4. Test the drivetrain

This is the part of your bike that will wear out most quickly and needs the most attention. Not only does it need the most attention, but it is also the most complex.  The drivetrain is made up of the pedals, chain, chain ring, cassette and derailleur.  You can detect most problems with a simple test.

With your bike still flipped over, turn the pedals with one hand while you shift through all of the gears with the other. If it shifts through smoothly, you should be good to go. Take one last look to make sure there are no teeth missing from the chain ring or cassette.

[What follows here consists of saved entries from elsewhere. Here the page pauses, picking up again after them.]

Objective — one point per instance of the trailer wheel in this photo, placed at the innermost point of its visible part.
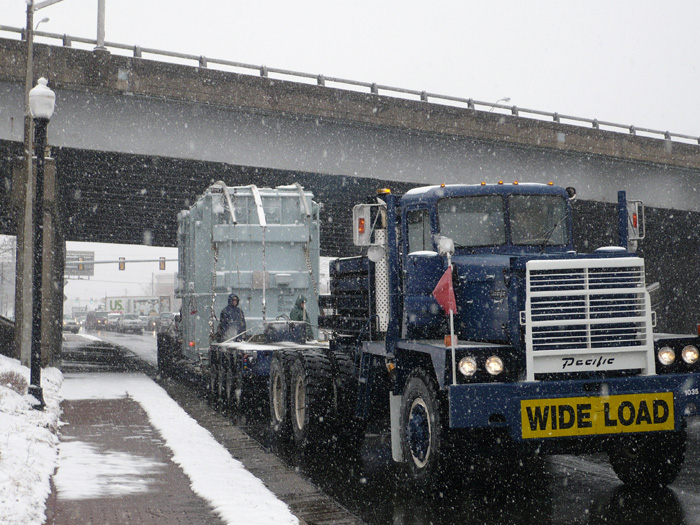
(650, 461)
(311, 388)
(279, 393)
(422, 432)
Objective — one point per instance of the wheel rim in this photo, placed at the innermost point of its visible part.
(419, 433)
(277, 398)
(300, 402)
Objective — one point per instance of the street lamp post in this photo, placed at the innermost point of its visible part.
(41, 103)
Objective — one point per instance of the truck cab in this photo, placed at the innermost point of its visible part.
(534, 345)
(491, 227)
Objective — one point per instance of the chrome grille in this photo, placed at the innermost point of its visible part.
(585, 306)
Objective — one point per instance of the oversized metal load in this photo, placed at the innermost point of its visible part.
(261, 244)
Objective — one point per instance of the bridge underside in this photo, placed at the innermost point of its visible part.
(133, 199)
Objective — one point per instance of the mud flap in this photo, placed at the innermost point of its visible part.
(395, 415)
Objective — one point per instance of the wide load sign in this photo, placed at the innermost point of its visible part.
(582, 416)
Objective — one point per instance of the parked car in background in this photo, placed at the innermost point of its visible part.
(165, 320)
(96, 321)
(146, 320)
(70, 324)
(131, 323)
(113, 321)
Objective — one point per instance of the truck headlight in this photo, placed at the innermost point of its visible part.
(690, 354)
(494, 365)
(467, 366)
(666, 355)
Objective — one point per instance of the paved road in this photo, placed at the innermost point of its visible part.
(560, 489)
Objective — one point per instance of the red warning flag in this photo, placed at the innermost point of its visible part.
(444, 293)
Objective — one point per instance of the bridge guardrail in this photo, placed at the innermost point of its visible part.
(373, 87)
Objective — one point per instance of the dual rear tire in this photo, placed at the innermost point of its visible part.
(300, 391)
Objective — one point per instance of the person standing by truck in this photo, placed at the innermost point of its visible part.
(231, 320)
(298, 313)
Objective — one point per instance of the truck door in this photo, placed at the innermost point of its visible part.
(422, 270)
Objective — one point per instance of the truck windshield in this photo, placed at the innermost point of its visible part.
(473, 221)
(538, 219)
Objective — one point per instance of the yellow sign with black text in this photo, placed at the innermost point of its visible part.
(582, 416)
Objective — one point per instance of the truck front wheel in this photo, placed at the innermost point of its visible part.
(650, 461)
(278, 390)
(310, 394)
(422, 432)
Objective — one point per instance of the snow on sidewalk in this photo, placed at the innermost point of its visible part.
(235, 494)
(28, 443)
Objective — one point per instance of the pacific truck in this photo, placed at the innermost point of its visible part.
(472, 325)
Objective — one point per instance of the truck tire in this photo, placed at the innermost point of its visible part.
(311, 399)
(279, 394)
(228, 398)
(222, 368)
(213, 384)
(649, 462)
(422, 432)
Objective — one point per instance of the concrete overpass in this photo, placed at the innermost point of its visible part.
(136, 140)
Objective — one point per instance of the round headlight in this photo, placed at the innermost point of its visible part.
(494, 365)
(690, 354)
(666, 355)
(467, 365)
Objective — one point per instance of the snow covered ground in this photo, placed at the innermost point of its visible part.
(28, 445)
(30, 451)
(236, 495)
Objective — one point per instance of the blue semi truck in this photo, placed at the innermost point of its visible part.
(472, 325)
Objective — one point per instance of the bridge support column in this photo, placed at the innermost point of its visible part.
(53, 266)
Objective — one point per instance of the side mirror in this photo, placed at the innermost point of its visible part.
(446, 246)
(635, 220)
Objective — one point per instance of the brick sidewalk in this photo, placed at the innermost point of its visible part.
(114, 468)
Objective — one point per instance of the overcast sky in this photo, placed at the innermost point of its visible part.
(632, 62)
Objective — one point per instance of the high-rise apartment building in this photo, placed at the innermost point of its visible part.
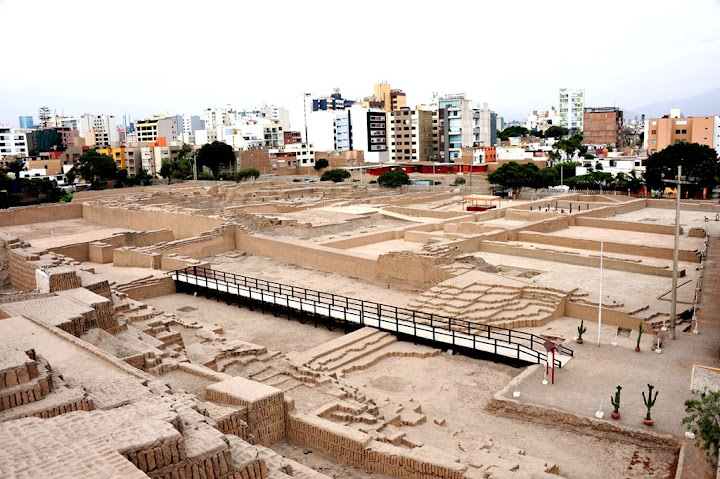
(571, 105)
(411, 135)
(602, 126)
(455, 126)
(385, 98)
(674, 128)
(26, 122)
(12, 143)
(156, 127)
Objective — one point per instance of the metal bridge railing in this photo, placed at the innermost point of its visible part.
(368, 313)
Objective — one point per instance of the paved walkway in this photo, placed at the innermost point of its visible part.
(595, 371)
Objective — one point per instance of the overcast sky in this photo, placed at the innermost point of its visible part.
(152, 57)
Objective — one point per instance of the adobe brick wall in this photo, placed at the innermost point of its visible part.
(40, 214)
(181, 225)
(609, 246)
(323, 258)
(136, 258)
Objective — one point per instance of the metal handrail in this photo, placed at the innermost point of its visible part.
(437, 324)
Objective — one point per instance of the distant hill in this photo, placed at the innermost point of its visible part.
(705, 104)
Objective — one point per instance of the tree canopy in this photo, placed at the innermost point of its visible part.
(699, 162)
(336, 176)
(556, 131)
(704, 421)
(180, 169)
(394, 179)
(568, 148)
(321, 163)
(514, 175)
(95, 168)
(514, 130)
(214, 155)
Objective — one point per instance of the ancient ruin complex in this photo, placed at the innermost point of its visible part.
(274, 329)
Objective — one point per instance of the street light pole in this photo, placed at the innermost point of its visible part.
(676, 251)
(679, 181)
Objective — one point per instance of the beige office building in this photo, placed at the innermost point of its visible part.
(673, 128)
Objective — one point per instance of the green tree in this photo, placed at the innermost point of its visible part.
(214, 155)
(336, 176)
(569, 147)
(703, 417)
(556, 132)
(95, 168)
(514, 175)
(699, 162)
(394, 179)
(543, 178)
(321, 163)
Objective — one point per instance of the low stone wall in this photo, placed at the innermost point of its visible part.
(363, 239)
(508, 407)
(151, 288)
(608, 246)
(40, 214)
(182, 225)
(323, 258)
(360, 450)
(136, 258)
(576, 259)
(624, 225)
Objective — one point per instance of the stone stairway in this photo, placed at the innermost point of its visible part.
(357, 350)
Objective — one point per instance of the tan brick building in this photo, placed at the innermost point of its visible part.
(602, 126)
(671, 129)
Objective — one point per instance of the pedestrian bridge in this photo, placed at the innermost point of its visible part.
(438, 331)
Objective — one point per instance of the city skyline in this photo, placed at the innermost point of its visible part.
(621, 54)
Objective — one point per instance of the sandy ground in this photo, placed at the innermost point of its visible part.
(277, 334)
(627, 288)
(377, 249)
(629, 237)
(457, 388)
(60, 233)
(321, 463)
(271, 270)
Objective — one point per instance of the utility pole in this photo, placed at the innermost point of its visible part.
(679, 181)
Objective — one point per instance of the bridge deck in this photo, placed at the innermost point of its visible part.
(440, 331)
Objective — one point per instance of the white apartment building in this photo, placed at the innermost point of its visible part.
(541, 120)
(98, 130)
(321, 131)
(304, 153)
(156, 127)
(12, 143)
(571, 108)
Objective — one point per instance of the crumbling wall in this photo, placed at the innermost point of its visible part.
(182, 225)
(40, 214)
(609, 246)
(351, 264)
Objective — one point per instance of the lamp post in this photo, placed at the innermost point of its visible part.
(679, 181)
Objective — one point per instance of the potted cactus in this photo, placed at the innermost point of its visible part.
(640, 331)
(581, 331)
(649, 403)
(616, 404)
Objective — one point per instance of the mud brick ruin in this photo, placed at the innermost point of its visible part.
(272, 330)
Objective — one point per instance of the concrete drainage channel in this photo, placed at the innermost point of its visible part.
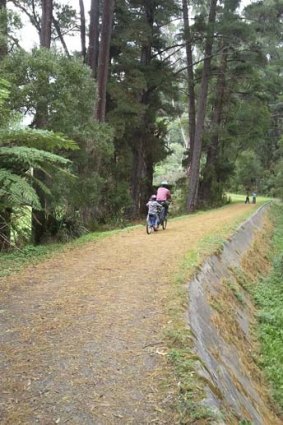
(220, 317)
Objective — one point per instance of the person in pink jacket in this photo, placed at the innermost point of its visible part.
(163, 195)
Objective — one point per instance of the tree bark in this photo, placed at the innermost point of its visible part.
(60, 35)
(202, 100)
(103, 59)
(46, 21)
(142, 171)
(5, 230)
(41, 121)
(93, 37)
(82, 30)
(210, 171)
(191, 83)
(3, 29)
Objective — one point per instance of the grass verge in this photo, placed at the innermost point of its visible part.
(14, 261)
(180, 342)
(268, 295)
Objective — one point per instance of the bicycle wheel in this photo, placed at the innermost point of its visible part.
(149, 229)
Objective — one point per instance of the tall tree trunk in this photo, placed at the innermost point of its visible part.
(3, 29)
(142, 180)
(210, 171)
(5, 213)
(191, 83)
(82, 29)
(5, 230)
(46, 21)
(60, 35)
(103, 59)
(202, 100)
(93, 37)
(41, 121)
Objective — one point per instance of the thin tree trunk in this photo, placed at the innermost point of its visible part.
(103, 59)
(202, 100)
(5, 213)
(46, 21)
(41, 121)
(191, 83)
(3, 29)
(142, 180)
(5, 229)
(93, 47)
(82, 27)
(60, 35)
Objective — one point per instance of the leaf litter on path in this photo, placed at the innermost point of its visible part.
(82, 334)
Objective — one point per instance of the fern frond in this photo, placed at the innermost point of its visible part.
(15, 190)
(40, 139)
(23, 157)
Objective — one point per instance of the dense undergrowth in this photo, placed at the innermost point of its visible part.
(12, 261)
(269, 300)
(268, 296)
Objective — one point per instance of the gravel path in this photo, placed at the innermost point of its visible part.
(82, 334)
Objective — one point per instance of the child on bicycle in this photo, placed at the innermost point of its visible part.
(153, 208)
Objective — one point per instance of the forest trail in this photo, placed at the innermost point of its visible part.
(82, 334)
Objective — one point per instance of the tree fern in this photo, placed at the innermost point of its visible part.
(40, 139)
(15, 190)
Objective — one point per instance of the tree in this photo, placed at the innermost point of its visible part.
(93, 46)
(46, 22)
(103, 58)
(201, 109)
(18, 159)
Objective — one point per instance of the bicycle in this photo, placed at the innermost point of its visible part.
(162, 216)
(151, 224)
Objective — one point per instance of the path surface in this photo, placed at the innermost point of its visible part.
(82, 334)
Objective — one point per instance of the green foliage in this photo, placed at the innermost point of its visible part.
(269, 299)
(37, 138)
(248, 171)
(16, 191)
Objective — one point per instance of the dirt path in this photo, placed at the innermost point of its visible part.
(82, 334)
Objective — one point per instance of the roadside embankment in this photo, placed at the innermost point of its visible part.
(222, 316)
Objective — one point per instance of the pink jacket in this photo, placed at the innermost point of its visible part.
(163, 194)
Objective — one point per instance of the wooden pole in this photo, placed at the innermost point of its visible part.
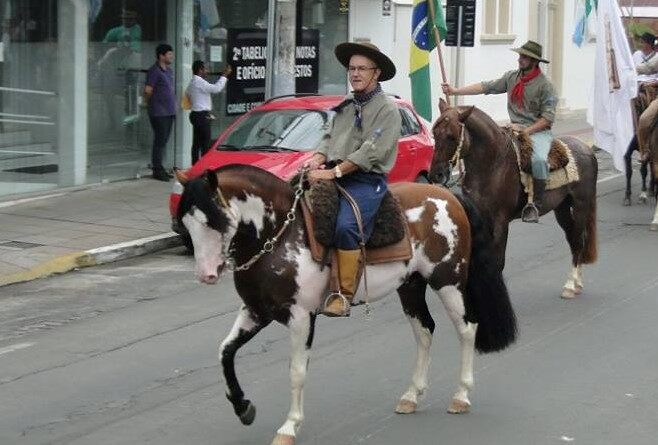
(437, 39)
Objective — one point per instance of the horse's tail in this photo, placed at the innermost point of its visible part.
(590, 251)
(486, 299)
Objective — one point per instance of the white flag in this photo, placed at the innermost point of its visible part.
(615, 84)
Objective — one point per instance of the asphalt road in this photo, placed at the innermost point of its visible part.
(126, 354)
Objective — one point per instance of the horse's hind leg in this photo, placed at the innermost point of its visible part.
(244, 328)
(644, 170)
(302, 326)
(574, 229)
(453, 301)
(412, 297)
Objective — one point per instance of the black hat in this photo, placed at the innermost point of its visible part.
(345, 51)
(648, 38)
(531, 49)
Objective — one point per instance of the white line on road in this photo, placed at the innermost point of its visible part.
(15, 347)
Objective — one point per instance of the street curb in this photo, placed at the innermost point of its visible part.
(95, 257)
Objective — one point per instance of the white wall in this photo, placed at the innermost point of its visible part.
(486, 61)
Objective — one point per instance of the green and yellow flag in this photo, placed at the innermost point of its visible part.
(422, 42)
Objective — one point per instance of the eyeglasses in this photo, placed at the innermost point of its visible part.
(360, 69)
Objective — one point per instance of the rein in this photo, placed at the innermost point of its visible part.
(268, 245)
(455, 159)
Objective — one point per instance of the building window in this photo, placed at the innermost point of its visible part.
(497, 21)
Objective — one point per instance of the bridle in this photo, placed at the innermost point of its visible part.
(268, 245)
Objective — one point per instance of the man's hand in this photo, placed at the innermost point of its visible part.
(317, 175)
(518, 128)
(448, 89)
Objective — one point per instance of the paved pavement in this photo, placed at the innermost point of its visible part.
(59, 232)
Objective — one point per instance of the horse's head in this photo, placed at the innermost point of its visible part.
(210, 223)
(450, 141)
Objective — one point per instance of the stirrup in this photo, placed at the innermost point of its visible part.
(330, 299)
(530, 213)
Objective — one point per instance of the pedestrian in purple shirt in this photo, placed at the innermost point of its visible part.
(161, 100)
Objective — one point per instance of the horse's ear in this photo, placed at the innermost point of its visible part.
(463, 115)
(211, 179)
(443, 105)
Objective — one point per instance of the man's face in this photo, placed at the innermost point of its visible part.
(167, 58)
(526, 63)
(363, 74)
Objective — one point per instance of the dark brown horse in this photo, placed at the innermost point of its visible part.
(249, 219)
(492, 180)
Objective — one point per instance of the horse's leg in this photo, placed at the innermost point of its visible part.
(245, 327)
(644, 170)
(629, 171)
(412, 297)
(302, 326)
(574, 228)
(453, 301)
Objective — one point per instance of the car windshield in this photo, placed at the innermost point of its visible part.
(299, 130)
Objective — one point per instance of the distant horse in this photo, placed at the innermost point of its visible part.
(492, 180)
(644, 170)
(249, 219)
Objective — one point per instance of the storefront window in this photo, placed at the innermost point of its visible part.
(123, 36)
(28, 96)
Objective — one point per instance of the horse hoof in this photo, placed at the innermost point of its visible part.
(459, 407)
(249, 414)
(406, 407)
(283, 439)
(568, 294)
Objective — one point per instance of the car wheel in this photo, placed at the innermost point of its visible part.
(422, 179)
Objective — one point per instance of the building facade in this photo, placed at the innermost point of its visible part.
(72, 71)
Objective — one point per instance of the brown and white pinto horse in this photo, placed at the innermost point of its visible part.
(492, 180)
(235, 216)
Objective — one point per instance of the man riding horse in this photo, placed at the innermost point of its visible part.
(362, 146)
(531, 103)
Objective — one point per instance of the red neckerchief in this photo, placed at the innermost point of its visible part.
(519, 88)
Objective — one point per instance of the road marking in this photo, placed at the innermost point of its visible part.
(15, 347)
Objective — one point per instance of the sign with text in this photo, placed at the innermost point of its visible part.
(460, 21)
(247, 53)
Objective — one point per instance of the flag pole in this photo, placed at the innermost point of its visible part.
(437, 39)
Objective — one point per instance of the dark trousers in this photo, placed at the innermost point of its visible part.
(201, 133)
(368, 190)
(161, 126)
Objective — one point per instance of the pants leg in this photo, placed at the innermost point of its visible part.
(368, 191)
(541, 145)
(161, 126)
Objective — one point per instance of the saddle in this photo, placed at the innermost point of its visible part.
(389, 241)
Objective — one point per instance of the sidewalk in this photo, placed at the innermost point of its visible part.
(61, 231)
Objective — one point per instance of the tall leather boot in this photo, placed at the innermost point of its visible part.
(337, 304)
(532, 210)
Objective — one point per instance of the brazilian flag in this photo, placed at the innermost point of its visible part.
(422, 42)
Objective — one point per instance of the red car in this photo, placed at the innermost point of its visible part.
(282, 133)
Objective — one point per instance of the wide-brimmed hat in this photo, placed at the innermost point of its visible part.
(345, 51)
(532, 50)
(128, 14)
(648, 38)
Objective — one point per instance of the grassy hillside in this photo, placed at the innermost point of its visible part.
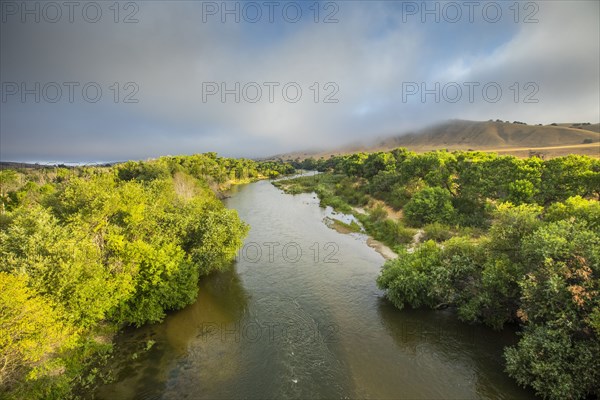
(491, 136)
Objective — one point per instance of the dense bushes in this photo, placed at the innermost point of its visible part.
(84, 253)
(534, 261)
(429, 205)
(538, 269)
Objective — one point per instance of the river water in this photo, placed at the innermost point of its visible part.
(299, 316)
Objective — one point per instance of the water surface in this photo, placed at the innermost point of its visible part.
(299, 316)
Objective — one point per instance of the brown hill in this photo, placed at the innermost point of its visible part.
(503, 137)
(459, 134)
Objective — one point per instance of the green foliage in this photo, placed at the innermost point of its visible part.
(32, 333)
(541, 272)
(437, 232)
(527, 248)
(87, 252)
(428, 206)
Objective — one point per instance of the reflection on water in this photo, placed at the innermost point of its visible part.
(299, 316)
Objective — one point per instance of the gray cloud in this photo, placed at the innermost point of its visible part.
(368, 55)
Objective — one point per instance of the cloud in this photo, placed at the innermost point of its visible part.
(365, 57)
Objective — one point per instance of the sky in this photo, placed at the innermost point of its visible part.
(106, 81)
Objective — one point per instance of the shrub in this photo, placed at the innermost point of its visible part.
(428, 206)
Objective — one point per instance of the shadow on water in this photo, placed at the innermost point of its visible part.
(182, 340)
(436, 339)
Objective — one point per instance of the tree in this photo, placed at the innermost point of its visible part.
(428, 206)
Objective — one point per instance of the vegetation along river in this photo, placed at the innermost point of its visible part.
(299, 316)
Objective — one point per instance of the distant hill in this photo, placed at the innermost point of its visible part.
(458, 134)
(502, 137)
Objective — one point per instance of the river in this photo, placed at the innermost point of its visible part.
(299, 316)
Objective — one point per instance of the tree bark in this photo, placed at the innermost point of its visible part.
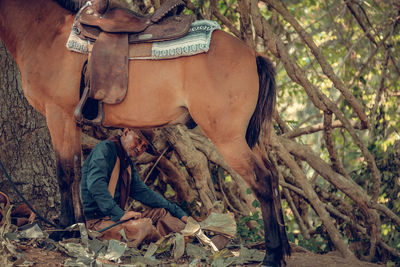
(25, 145)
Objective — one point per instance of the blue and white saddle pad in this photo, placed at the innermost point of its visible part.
(196, 41)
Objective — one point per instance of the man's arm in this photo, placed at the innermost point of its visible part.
(141, 192)
(99, 166)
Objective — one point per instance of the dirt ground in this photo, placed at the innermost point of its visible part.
(42, 258)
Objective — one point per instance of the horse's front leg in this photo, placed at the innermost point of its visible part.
(66, 138)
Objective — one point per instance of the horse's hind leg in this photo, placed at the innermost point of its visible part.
(244, 161)
(66, 138)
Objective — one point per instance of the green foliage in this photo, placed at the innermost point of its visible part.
(248, 231)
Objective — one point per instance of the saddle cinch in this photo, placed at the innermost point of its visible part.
(110, 31)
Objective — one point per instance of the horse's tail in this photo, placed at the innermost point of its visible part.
(265, 103)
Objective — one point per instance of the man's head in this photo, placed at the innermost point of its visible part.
(133, 142)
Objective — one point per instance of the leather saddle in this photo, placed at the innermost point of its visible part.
(110, 31)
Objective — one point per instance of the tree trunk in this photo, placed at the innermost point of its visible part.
(25, 145)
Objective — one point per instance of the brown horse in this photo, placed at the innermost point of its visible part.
(229, 92)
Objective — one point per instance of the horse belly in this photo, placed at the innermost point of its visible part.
(154, 96)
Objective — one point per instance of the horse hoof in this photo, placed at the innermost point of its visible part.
(270, 261)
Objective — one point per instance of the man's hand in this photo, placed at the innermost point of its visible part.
(131, 215)
(184, 219)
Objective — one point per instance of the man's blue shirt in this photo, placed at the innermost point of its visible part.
(97, 200)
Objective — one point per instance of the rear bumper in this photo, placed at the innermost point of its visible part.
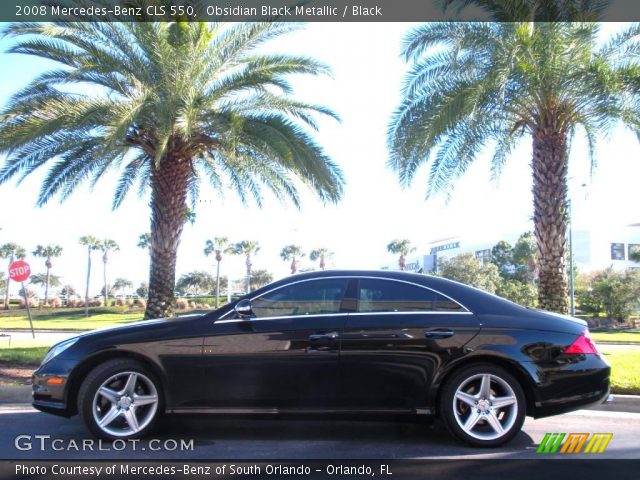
(580, 385)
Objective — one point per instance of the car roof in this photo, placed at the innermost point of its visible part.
(476, 300)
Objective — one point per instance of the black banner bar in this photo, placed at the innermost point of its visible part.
(327, 469)
(295, 11)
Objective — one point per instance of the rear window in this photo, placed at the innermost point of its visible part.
(391, 296)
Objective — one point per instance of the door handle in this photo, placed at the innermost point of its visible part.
(324, 336)
(438, 334)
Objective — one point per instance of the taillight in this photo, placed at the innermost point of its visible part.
(583, 344)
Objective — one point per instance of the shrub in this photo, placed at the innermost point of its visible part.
(617, 293)
(32, 303)
(55, 303)
(182, 304)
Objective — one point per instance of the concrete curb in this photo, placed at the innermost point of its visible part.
(19, 394)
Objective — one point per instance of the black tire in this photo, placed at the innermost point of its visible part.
(455, 412)
(118, 371)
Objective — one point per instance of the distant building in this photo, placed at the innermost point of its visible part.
(593, 249)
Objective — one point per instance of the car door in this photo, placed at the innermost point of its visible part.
(285, 355)
(399, 336)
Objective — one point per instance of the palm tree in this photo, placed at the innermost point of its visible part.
(259, 278)
(67, 291)
(182, 101)
(47, 251)
(107, 245)
(143, 289)
(292, 253)
(218, 245)
(196, 281)
(246, 248)
(322, 254)
(144, 240)
(403, 248)
(92, 244)
(121, 284)
(12, 251)
(478, 83)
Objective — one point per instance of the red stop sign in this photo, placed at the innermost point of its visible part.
(19, 271)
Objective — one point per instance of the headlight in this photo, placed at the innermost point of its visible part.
(58, 348)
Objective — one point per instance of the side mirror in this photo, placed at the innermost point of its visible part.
(243, 309)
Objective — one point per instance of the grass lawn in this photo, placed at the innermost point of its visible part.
(61, 320)
(625, 369)
(622, 337)
(21, 355)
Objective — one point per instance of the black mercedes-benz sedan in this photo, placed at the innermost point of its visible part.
(333, 341)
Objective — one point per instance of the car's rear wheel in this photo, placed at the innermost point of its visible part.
(483, 405)
(120, 399)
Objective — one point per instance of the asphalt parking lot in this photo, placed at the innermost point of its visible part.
(227, 438)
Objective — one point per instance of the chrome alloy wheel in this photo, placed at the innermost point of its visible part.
(485, 406)
(125, 404)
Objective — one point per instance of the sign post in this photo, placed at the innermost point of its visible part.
(19, 271)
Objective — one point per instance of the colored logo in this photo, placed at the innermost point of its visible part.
(574, 443)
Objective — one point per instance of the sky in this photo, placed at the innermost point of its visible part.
(364, 91)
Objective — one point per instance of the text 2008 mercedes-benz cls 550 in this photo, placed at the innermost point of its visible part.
(333, 341)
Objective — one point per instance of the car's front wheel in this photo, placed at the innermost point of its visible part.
(483, 405)
(120, 399)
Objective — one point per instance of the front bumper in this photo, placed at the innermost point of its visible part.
(50, 397)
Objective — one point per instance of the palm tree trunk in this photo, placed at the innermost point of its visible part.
(46, 287)
(86, 292)
(248, 282)
(550, 165)
(218, 284)
(6, 293)
(104, 279)
(169, 185)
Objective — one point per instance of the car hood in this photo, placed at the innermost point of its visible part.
(141, 325)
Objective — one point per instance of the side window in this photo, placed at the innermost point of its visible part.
(305, 298)
(389, 296)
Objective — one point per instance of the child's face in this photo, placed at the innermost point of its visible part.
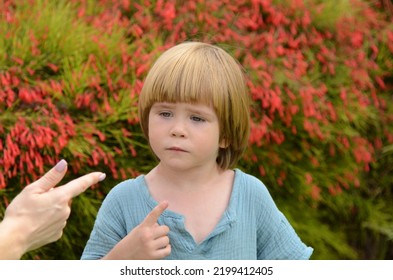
(183, 135)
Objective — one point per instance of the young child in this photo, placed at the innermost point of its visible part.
(194, 111)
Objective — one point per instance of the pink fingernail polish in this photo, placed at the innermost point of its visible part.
(61, 165)
(102, 177)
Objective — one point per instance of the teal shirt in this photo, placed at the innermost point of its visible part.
(251, 227)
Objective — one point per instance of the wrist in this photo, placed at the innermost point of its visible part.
(12, 240)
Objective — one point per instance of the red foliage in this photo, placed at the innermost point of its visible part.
(282, 51)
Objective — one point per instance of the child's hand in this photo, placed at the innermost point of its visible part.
(148, 241)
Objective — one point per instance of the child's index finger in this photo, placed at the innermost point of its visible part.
(152, 218)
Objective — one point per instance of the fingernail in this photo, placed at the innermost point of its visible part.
(61, 165)
(102, 177)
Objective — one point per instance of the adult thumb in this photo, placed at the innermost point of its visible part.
(51, 178)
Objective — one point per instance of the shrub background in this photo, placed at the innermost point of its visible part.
(320, 77)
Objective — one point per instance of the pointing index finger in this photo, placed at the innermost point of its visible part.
(152, 218)
(79, 185)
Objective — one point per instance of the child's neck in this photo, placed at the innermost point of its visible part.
(186, 181)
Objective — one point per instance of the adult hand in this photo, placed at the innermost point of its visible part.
(147, 241)
(38, 215)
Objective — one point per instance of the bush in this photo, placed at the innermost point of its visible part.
(319, 76)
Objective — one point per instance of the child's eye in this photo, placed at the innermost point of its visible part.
(197, 119)
(165, 114)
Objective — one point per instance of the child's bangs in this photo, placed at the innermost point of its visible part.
(187, 83)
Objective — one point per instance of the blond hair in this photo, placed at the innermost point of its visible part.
(195, 72)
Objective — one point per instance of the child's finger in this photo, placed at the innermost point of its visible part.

If you find any problems with the drivetrain and you are not familiar with the skills or tools needed to fix it, take it to a bike shop to have it repaired. If done wrong, repairs can make things worse and be very dangerous.

5. Inspect the tires

Check your tires by looking at them and rubbing your fingers along them to find any cracking or splitting. You can pump your tires up to the correct pressure (usually listed on the sidewall of the tire itself) and leave it for a period of time to see if there are any air leaks. Tires are fairly cheap and should be replaced regularly.

6. Check the cables

There are probably two sets of cables on your bike; (1) a set connecting the brake levers to the brakes and (2) a set connecting the shifters to the derailleurs. Check these cables for dirt, grit, and general wear and tear. Having the cable tuned can increase your bike’s performance and ensure your safety while riding. If you find any wear or the cables are loose, have a bike technician repair or replace the cables for you. Cables should be replaced every 2-4 years.

7. Apply lubricant

I favor grease over oil because last longer and does not dry out as quickly. You can apply grease to all moving parts (be sure to avoid the rims and brake pads). Apply grease to the chain while slowly turning the pedals so that you get an even layer.

8. Evaluate yourself

Check yourself and know your abilities. Don’t push yourself to extremes when you are not yet ready or in shape. Design a training program and make sure you know how to handle the bike you are riding. Finally, have fun and be safe. Always wear a helmet and take the proper safety precautions, including signaling to cars and other cyclist. Know the laws you are expected to follow, be courteous, and share the road.